The New IRA is believed to be responsible for a number of small bomb attacks in Derry in 2015, and the group claimed responsibility for a spate of Derry gun and “grenade” attacks in July 2018. Some have linked the New IRA to Saoradh, but there is no explicit connection between the two.
In June 2018, Assistant Chief Constable Stephen Martin told The Irish Times that the New IRA was “the most significant threat” in Derry, but he said that membership of various groupings is fluid and can change frequently.
Martin said the majority in leadership roles were active during the Troubles in the Provisional IRA, by far the largest republican paramilitary group, or the INLA. Both groups have ended their armed campaigns.
Martin added that the threat posed was “small compared to what the Provisional IRA would have posed during the Troubles, but in today’s context it is a severe threat and we don’t take it lightly.”
“Their ambition is not matched by their capability and their capacity,” he said.
In 2018, the numbers of paramilitary-style attacks by all dissident republican groups decreased compared to the previous year. The number of bombings fell from 29 to 17, according to the PSNI.
On August 3, 2010, Óglaigh na hÉireann, another Irish republican dissident group, claimed it had detonated a 200-lb car bomb outside the Police Service of Northern Ireland station on Strand Road in Derry.

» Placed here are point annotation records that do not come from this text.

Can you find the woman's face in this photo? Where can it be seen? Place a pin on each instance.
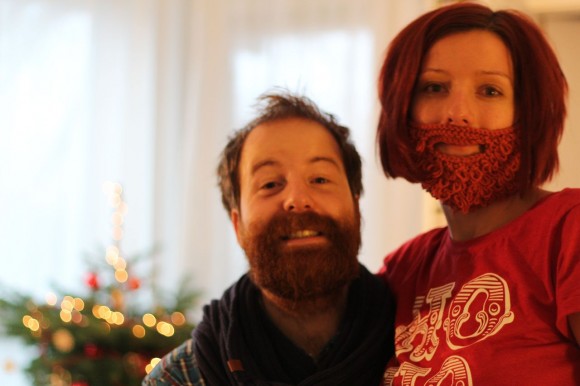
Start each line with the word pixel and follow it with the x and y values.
pixel 466 80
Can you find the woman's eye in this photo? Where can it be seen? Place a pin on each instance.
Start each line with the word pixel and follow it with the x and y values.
pixel 491 91
pixel 269 185
pixel 320 180
pixel 433 88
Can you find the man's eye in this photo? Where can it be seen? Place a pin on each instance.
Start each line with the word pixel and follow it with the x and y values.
pixel 320 180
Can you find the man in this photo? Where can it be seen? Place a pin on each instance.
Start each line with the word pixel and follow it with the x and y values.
pixel 307 313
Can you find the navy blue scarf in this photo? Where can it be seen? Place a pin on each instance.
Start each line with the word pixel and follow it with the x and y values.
pixel 236 344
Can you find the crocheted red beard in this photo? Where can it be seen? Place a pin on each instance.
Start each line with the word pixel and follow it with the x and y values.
pixel 465 183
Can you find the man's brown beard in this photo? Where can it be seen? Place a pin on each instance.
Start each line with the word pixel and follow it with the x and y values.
pixel 302 273
pixel 475 181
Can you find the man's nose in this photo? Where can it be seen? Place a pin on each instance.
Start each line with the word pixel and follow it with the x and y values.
pixel 298 198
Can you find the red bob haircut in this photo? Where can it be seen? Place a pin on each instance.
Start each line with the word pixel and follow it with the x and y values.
pixel 540 87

In separate incidents in November 2013, masked men ordered a van driver and a bus driver to deliver suspect packages to Strand Road police station, a tactic that is colloquially known as a proxy bomb. Those incidents have also been attributed to ONH.
ONH announced a ceasefire in January 2018, although some members reportedly formed a new paramilitary group.
This post was updated multiple times on January 19 and 20.